Yes - as you stated the length of the rope does not matter - the energy will be conserved (in an ideal pendulum).

 

[justadream]

@Cawolf
I just realized my depiction is somewhat inaccurate. New picture below:

The rope length is the same for both situations. Just that it is taut in the first one, but not in the second one.

 

[Cawolf]

That's interesting - I have not come across anything like that.

Intuitively it seems like the motion would not be constrained to circular motion - so there would be motion in other directions - and it would not go as high. That is my initial thought.

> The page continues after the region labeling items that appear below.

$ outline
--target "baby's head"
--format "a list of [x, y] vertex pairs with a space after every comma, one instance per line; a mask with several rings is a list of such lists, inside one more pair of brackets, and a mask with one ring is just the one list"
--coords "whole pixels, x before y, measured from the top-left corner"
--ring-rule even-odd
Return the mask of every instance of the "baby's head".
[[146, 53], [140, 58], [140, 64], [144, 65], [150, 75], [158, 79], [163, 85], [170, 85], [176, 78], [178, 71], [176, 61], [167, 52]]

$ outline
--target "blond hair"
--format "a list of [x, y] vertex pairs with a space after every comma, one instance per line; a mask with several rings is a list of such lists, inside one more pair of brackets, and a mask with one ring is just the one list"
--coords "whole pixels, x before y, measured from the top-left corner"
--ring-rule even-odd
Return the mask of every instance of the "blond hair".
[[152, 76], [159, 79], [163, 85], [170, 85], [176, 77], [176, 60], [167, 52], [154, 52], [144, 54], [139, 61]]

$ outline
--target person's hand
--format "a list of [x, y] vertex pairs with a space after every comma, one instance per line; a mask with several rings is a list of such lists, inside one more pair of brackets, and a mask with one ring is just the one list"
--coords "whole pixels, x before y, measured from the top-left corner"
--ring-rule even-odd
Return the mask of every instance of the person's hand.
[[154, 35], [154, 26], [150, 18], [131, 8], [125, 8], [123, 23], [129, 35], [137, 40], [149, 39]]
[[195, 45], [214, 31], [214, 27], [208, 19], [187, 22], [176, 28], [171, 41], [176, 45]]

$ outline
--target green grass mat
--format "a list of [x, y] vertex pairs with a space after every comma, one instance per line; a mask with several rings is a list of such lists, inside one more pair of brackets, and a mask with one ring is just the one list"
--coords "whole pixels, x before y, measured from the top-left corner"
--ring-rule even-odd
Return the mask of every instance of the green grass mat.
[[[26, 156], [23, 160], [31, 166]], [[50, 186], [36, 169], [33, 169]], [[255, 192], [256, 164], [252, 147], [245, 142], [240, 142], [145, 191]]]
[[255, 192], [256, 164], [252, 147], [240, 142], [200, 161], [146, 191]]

I don't know quantitatively though - was there a passage dealing with this?

 

[justadream]

@Cawolf

TBR Physics I page 158 #13

From my OP: "I could very well be incorrect but I believe TBR implies that regardless of the magnitude of distance X, the height that the object obtains after being dropped is the same. I draw this conclusion from TBR's discussion about how the amount of "slack" rope has no effect on the height reached."

I'd appreciate it if you could check whether I have misinterpreted it.

 

[Cawolf]

I happen to have the book handy as I am on my day 1 of SN2ed - learning translational motion!

I agree with the answer choice - by conservation of energy.

It makes sense that if we are considering an ideal rope (inextensible and without mass) in a frictionless system - that the rope cannot do work on rider. In this case, after the freefall, the rope would become taut and constrain the motion to the circular path. The passage also states that rider takes on pendulum like motion - further enforcing the idea that the slack should have no effect.

I have not encountered this before - but if we keep the concepts simple, and assume energy is conserved - then A is the most reasonable choice. Though I do agree that it is slightly counter intuitive.

 

[justadream]

@Cawolf

Do you think there is some type of constraint (e.g., minimum distance) that governs whether something will undergo circular motion?

I mean if you have a rope that is 9999999999999999999m long and you place the object .0000000000000000000001mm from the structure and then drop it, is it really going to go circular motion and reach the same height? I experimented with my headphones (bad example, I know) but it didn't come anywhere close.

BTW: I have a feeling that by the time you do many of these TBR questions, many of the questions/answers will be oddly familiar lol.

 

[Cawolf]

Well - every time I answer a question on here, I read and take the questions - so I am not really missing out on the learning opportunity. Though I bet I will have seen a few of them before!

This is an ideal (ie. non-real) system, so I don't think any physical model we can make at home will be a good example.

The energy has to go somewhere, and the only place it can go is to the height of the rider - so unless we are saying energy is lost to friction/heat/work/etc, then yes - it would go to the same height. I do agree it seems "weird", but in this "ideal" scenario - it is the only thing that makes sense.